Three Physicists Share 2005 Nobel Prize in Physics

Two APS fellows–Roy Glauber of Harvard University and John L. Hall of NIST/University of Colorado–shared the 2005 Nobel Prize for physics with Theodor Hänsch of the Max Planck Institut für Quantenoptik. The prize was announced on October 4. All three recipients’ prize-winning work is linked to landmark papers published by the Physical Review and Physical Review Letters.

Glauber received half of the roughly $1.3 million prize; he was honored “for his contribution to the quantum theory of optical coherence.” Hall and Hänsch each collected a quarter of the prize, and were honored “for their contributions to the development of laser-based precision spectroscopy, including the optical frequency comb technique.”

Both APS President Marvin Cohen and APS Editor-in-Chief Martin Blume extended their congratulations to the recipients on behalf of the Society. “The APS has long been aware of the stature of these three great physicists,” said Cohen, adding that all had been honored with APS prizes.

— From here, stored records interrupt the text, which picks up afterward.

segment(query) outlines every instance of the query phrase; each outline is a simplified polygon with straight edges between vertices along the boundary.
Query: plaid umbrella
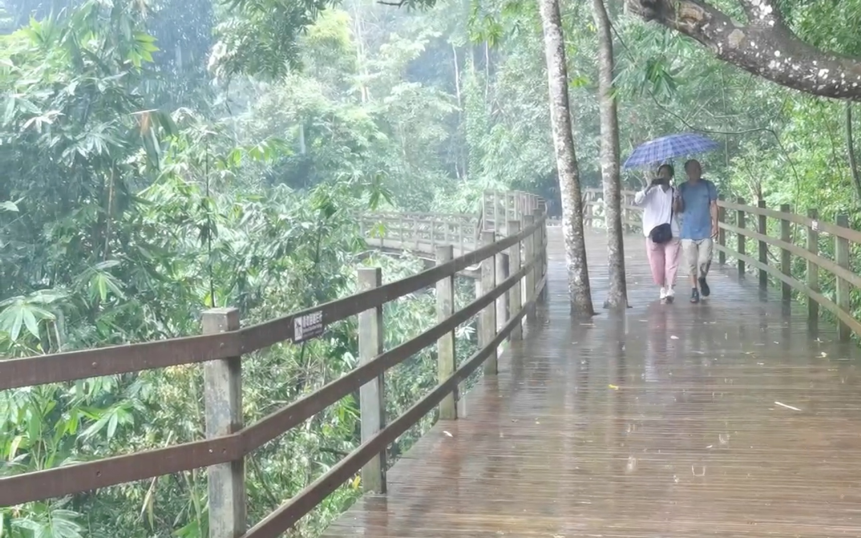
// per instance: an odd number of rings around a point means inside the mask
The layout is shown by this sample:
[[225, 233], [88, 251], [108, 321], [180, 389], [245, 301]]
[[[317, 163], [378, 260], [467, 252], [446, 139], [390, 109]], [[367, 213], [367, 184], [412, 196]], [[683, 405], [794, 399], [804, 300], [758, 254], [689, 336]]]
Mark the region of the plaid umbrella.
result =
[[625, 168], [650, 166], [677, 157], [704, 153], [717, 149], [717, 142], [702, 134], [669, 134], [641, 144], [625, 161]]

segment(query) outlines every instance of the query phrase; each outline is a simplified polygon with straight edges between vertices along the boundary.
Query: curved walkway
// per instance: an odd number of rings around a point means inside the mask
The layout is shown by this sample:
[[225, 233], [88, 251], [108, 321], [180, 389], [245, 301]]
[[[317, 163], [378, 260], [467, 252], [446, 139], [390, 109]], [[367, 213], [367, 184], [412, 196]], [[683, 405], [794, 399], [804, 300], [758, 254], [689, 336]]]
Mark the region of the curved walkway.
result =
[[[325, 536], [861, 536], [855, 346], [716, 264], [703, 304], [684, 275], [659, 304], [641, 237], [632, 308], [573, 321], [548, 238], [548, 300], [499, 374]], [[587, 243], [600, 305], [604, 236]]]

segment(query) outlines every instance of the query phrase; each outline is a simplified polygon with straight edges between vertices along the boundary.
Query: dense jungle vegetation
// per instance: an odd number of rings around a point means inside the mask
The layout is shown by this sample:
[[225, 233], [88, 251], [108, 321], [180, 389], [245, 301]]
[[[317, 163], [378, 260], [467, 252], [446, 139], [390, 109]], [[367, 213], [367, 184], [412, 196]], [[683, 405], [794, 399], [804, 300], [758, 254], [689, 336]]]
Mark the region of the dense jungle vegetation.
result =
[[[623, 156], [701, 130], [722, 145], [703, 160], [728, 197], [858, 224], [850, 102], [768, 82], [605, 4]], [[807, 41], [861, 56], [861, 2], [784, 4]], [[589, 3], [561, 9], [580, 182], [597, 187], [598, 31]], [[198, 334], [213, 306], [269, 319], [351, 293], [359, 263], [394, 280], [420, 262], [366, 257], [355, 212], [473, 213], [482, 190], [519, 189], [559, 214], [555, 170], [531, 2], [0, 0], [0, 358]], [[464, 283], [459, 300], [472, 293]], [[435, 316], [432, 296], [388, 306], [387, 345]], [[461, 356], [474, 341], [464, 328]], [[255, 354], [246, 421], [356, 355], [349, 324]], [[389, 411], [435, 380], [431, 350], [396, 368]], [[199, 439], [201, 382], [190, 366], [0, 393], [0, 475]], [[249, 459], [251, 521], [357, 445], [356, 406]], [[358, 492], [344, 485], [295, 535]], [[0, 508], [3, 538], [203, 538], [206, 525], [202, 472]]]

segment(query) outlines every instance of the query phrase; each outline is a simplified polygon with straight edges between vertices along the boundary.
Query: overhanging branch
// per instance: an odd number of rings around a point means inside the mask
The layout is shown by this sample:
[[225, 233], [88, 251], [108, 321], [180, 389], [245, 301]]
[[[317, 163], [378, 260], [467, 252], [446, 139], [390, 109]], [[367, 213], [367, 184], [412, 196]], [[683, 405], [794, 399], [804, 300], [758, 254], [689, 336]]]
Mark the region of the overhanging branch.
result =
[[861, 101], [861, 59], [819, 50], [784, 23], [773, 0], [739, 0], [743, 25], [703, 0], [626, 0], [629, 9], [699, 41], [717, 58], [806, 93]]

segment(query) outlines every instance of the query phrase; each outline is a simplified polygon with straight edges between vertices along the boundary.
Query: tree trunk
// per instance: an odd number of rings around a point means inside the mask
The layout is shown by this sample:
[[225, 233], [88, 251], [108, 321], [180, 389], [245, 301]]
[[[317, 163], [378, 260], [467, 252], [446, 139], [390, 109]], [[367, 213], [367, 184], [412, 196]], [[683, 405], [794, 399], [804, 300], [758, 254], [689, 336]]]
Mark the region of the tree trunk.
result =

Glauber won the 1996 Dannie Heinemann Prize; Hänsch won the 1996 Arthur Schawlow Prize and the 1986 Herbert P. Broida Prize; and Hall won the Schawlow Prize in 1993 and the Davisson-Germer Prize in 1988.

Glauber laid the foundations of quantum optics, showing how the powerful tools of quantum mechanics could be applied to optics. Previously, the field had relied on classical physics, which treated light as though it were a wave. In the 1960s, Glauber described optical coherence in the quantum-mechanical terms necessary to understand the detection of coherent light sources such as lasers, as well as the coherence properties of light from stars.

Hall and Hänsch's work led to methods for measuring frequencies to one part in a hundred trillion–a precision of fifteen decimal places.